WASHINGTON (AP) — The Education Department on Tuesday encouraged school districts to use more scrutiny to protect student privacy when using online educational services.

Online companies provide services such as the collection of school lunch money, portals for homework assignments and sites to watch video demonstrations. Concerns have been raised that private information collected by the companies could be shared publicly or used to market products and services to students or their families.

Districts often have contracts with companies, but online services also can be provided without a district's direct knowledge. For example, a teacher could direct students to a website to retrieve homework assignments without notifying school administrators.

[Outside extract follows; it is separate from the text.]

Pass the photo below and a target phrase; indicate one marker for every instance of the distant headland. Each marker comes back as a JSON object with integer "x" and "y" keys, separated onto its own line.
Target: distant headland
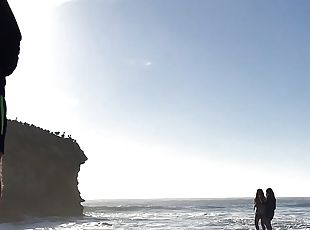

A patchwork of laws spells out how students' data can be used, but the laws can be difficult for districts to interpret. Some privacy advocates say laws haven't kept up with evolving technology, and there's been a flurry of activity at the state and federal level to address the issue.

In guidance issued Tuesday, the Education Department encouraged districts to look closely at what online services are already in use within their schools. The guidelines suggest that districts develop procedures to evaluate and approve educational services and, when possible, use a written contract or legal agreement. They also spell out applicable federal laws.

Douglas Levin, executive director of the State Educational Technology Directors Association, said the new guidance doesn't go far enough in providing applicable advice to districts. He said districts are dealing with complex questions, such as whether to take advantage of free educational programs available online and deciding what programs should be downloaded on tablets and other devices increasingly used in schools.

"I think if you are a district it is easy to be confused about what your obligations are," Levin said.

James Steyer, the chief officer of the advocacy group Common Sense Media, praised the recommendations and said they come at an important time as schools look for ways to expand learning using technology.

"It's still the wild, wild west out there, but it can be fixed," Steyer said.

The guidance comes one day after Education Secretary Arne Duncan spoke at a student privacy data conference and encouraged technology companies to do more to ensure student data is secure.

"There's plenty of energy, in this room and around the country, for stronger regulation of your work. Let me say this clearly: It is in your interest to police yourselves before other do," Duncan said.